2013-10-21 16:30:27.977624*: [MPP] Number of blocks executed in passthru mode because of high CPU utilization: 2728 out of 13287 total blocks. Percent = 20.531347% 2013-10-21 16:30:27.977624*: Dump sequence #10: [MPP] Current cell cpu utilization: 8 [MPP] Mon Oct 21 16:30:27 2013 [Cell CPU History] 8 [Pushback Rate] 0 ... [MPP] Mon Oct 21 16:30:13 2013 [Cell CPU History] 96 [Pushback Rate] 5 [MPP] Mon Oct 21 16:30:13 2013 [Cell CPU History] 96 [Pushback Rate] 10 [MPP] Mon Oct 21 16:30:13 2013 [Cell CPU History] 95 [Pushback Rate] 15 [MPP] Mon Oct 21 16:30:12 2013 [Cell CPU History] 95 [Pushback Rate] 20 [MPP] Mon Oct 21 16:30:12 2013 [Cell CPU History] 95 [Pushback Rate] 25 [MPP] Mon Oct 21 16:30:12 2013 [Cell CPU History] 96 [Pushback Rate] 30 [MPP] Mon Oct 21 16:30:12 2013 [Cell CPU History] 96 [Pushback Rate] 35 [MPP] Mon Oct 21 16:30:12 2013 [Cell CPU History] 96 [Pushback Rate] 40 [MPP] Mon Oct 21 16:30:11 2013 [Cell CPU History] 95 [Pushback Rate] 45 [MPP] Mon Oct 21 16:30:11 2013 [Cell CPU History] 98 [Pushback Rate] 50 [MPP] Mon Oct 21 16:30:11 2013 [Cell CPU History] 97 [Pushback Rate] 50 [MPP] Mon Oct 21 16:30:11 2013 [Cell CPU History] 98 [Pushback Rate] 50 [MPP] Mon Oct 21 16:30:11 2013 [Cell CPU History] 100 [Pushback Rate] 50 [MPP] Mon Oct 21 16:30:10 2013 [Cell CPU History] 99 [Pushback Rate] 50 [MPP] Mon Oct 21 16:30:10 2013 [Cell CPU History] 97 [Pushback Rate] 50 [MPP] Mon Oct 21 16:30:10 2013 [Cell CPU History] 100 [Pushback Rate] 50 [MPP] Mon Oct 21 16:30:10 2013 [Cell CPU History] 98 [Pushback Rate] 45 [MPP] Mon Oct 21 16:30:10 2013 [Cell CPU History] 97 [Pushback Rate] 40 [MPP] Mon Oct 21 16:30:09 2013 [Cell CPU History] 98 [Pushback Rate] 35 [MPP] Mon Oct 21 16:30:09 2013 [Cell CPU History] 100 [Pushback Rate] 30 [MPP] Mon Oct 21 16:30:09 2013 [Cell CPU History] 100 [Pushback Rate] 25 [MPP] Mon Oct 21 16:30:09 2013 [Cell CPU History] 100 [Pushback Rate] 20 [MPP] Mon Oct 21 16:30:09 2013 [Cell CPU History] 99 [Pushback Rate] 15 [MPP] Mon Oct 21 16:30:08 2013 [Cell CPU History] 100 [Pushback Rate] 10 [MPP] Mon Oct 21 16:30:08 2013 [Cell CPU History] 99 [Pushback Rate] 5 [MPP] Mon Oct 21 16:30:08 2013 [Cell CPU History] 99 [Pushback Rate] 0 ...

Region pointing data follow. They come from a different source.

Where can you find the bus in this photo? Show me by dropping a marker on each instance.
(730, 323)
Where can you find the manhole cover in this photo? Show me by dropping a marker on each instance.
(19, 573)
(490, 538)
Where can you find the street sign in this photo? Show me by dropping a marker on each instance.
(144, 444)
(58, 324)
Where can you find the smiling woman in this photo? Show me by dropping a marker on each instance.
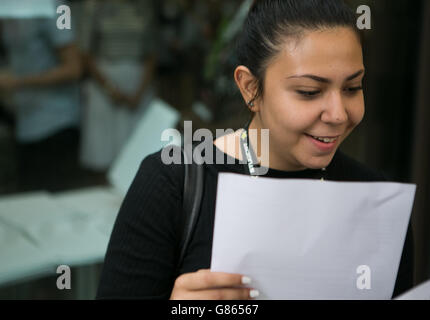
(300, 71)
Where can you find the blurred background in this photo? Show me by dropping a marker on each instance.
(74, 103)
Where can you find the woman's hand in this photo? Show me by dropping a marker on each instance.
(207, 285)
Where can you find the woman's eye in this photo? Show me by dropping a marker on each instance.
(354, 89)
(308, 93)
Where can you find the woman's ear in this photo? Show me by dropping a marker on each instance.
(247, 84)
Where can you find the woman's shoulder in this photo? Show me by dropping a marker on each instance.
(346, 168)
(167, 162)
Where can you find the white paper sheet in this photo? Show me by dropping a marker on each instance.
(27, 8)
(305, 239)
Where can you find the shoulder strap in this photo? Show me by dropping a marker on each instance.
(193, 190)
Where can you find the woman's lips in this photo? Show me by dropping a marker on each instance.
(323, 146)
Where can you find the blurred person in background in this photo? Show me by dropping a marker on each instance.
(119, 43)
(43, 72)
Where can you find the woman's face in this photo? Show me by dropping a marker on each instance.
(313, 87)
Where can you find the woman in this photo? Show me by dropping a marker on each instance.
(300, 73)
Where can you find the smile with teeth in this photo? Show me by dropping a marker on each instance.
(325, 140)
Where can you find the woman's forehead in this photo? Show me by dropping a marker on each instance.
(333, 52)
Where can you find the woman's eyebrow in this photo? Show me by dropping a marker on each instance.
(325, 80)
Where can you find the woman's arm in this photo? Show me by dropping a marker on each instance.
(141, 258)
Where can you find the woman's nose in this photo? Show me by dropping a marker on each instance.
(335, 110)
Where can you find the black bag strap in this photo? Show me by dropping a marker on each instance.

This shows it all! The header shows that during the last 30 minutes, this storage server sended 2728 blocks out of the total of 13287 blocks via passthrough mode. Further, in the lines which contain the historical measurements, the “pushback rate” can be seen climbing up to 50%, because the CPU usage was above 90%.
Please mind the techniques I’ve described here are done on one storage server, while a normal Exadata setup has 3 (8th/quarter rack), 7 (half rack) or 14 (full rack) storage servers.